Cesaret ve soğukkanlılıkla nasıl suç olmaktan çıkarabiliriz?
Bu durum, ruh sağlığı uzmanları, akademisyenler ve entelektüeller olarak vicdanın merkeziliğini yeniden teyit etmemizi ve empatinin önünü kesmek için hukuk, medya ve eğitimi kullanan yumuşak baskı araçlarını ifşa etmemizi gerektiriyor. Korkuyu tartışmak için klinik, özel ve kamusal alanları genişletmeli ve duygularımızı ve deneyimlerimizi paylaşan diğerleriyle bağlantı kurmalıyız. Korku, gruplara sığındığımızda dağılır.

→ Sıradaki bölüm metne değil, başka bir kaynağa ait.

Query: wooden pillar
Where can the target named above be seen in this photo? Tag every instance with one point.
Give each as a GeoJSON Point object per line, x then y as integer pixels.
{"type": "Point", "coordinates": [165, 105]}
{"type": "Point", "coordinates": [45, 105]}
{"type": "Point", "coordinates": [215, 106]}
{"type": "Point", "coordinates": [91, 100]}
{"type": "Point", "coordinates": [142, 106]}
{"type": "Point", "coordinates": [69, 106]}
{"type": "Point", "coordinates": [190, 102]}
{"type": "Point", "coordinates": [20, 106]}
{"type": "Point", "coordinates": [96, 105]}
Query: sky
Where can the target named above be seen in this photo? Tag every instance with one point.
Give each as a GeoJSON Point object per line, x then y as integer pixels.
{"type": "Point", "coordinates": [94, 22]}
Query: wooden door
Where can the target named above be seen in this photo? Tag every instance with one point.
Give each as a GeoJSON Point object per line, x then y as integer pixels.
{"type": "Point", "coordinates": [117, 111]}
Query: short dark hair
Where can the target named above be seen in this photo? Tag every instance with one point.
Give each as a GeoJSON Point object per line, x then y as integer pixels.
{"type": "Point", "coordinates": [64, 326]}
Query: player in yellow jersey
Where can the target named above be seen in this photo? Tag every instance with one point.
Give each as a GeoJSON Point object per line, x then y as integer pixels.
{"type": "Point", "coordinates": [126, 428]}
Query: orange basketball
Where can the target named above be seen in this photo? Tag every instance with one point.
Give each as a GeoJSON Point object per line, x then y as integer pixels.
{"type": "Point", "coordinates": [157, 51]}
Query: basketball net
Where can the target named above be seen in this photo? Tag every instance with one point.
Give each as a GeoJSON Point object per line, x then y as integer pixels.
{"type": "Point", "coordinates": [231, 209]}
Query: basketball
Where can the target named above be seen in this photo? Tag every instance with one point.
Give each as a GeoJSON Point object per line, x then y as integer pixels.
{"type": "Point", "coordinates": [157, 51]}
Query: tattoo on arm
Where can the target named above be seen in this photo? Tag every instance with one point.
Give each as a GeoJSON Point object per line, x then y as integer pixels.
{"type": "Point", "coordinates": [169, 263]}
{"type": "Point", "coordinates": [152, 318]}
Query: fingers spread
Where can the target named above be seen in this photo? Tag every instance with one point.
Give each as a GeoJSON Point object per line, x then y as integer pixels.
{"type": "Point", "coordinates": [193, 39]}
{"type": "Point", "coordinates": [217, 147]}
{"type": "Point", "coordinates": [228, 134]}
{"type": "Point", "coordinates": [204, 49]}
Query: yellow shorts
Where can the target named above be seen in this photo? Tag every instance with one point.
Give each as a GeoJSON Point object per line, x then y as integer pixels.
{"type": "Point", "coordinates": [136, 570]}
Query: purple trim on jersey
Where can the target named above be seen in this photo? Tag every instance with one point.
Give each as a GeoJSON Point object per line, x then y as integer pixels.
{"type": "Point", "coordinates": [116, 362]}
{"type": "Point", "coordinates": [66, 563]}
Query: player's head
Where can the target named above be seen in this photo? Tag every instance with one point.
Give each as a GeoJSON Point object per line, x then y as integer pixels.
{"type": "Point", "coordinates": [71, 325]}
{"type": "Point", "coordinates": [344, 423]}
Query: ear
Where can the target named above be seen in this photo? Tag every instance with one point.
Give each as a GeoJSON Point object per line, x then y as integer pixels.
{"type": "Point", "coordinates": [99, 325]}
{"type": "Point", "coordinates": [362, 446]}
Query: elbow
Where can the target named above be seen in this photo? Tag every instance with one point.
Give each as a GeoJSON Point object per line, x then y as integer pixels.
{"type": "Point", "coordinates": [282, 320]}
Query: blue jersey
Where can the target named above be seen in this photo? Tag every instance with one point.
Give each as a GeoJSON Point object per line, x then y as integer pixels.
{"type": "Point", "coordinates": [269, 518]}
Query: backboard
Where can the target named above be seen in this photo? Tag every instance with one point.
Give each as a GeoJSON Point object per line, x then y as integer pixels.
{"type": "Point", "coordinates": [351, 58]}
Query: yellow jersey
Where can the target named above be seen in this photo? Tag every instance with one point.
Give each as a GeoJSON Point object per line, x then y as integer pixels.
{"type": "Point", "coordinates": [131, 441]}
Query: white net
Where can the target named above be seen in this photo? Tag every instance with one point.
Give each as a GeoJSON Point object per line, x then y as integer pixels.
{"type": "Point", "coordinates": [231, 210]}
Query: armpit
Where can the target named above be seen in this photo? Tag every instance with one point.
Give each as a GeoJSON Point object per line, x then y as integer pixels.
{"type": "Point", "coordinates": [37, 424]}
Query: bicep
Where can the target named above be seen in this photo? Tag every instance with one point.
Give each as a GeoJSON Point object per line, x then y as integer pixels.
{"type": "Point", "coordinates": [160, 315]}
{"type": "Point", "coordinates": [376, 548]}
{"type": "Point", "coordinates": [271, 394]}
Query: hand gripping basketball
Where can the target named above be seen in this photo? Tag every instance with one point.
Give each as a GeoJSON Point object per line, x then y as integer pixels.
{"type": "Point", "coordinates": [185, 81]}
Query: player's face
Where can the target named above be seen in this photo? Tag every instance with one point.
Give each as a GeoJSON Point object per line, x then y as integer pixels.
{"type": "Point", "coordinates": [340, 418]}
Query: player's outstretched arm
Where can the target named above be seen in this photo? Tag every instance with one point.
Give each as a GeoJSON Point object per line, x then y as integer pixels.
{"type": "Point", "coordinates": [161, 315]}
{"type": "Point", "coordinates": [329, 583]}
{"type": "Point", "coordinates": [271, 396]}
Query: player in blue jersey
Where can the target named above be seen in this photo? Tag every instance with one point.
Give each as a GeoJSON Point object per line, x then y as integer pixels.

Birinin enkazdan çıkarılan bir çocuk için ağlamasının yasaklandığı, diğerinin bombardımandan kurtulup açlıktan öldüğü bir zamanda, sesimizi sadece Filistin'i savunmak için değil, aynı zamanda tehdit altındaki insanlığımızı savunmak için de yükseltmeliyiz. Suç açıktır ve sessizlik vicdanlarımıza karşı yalan tanıklıktan başka bir şey değildir.
Gazze'deki soykırım artık sadece Gazzeliler ya da Filistinlilerle sınırlı değildir. Aksine, evrensel bir insani boyuta sahip olacak bir suçtur. Sessizlik ve suç ortaklığı vicdanlarımıza üstün gelirse, insanlar arasındaki sosyal sözleşmeyi tehdit edecek ve insanlığın özüne dokunacaktır.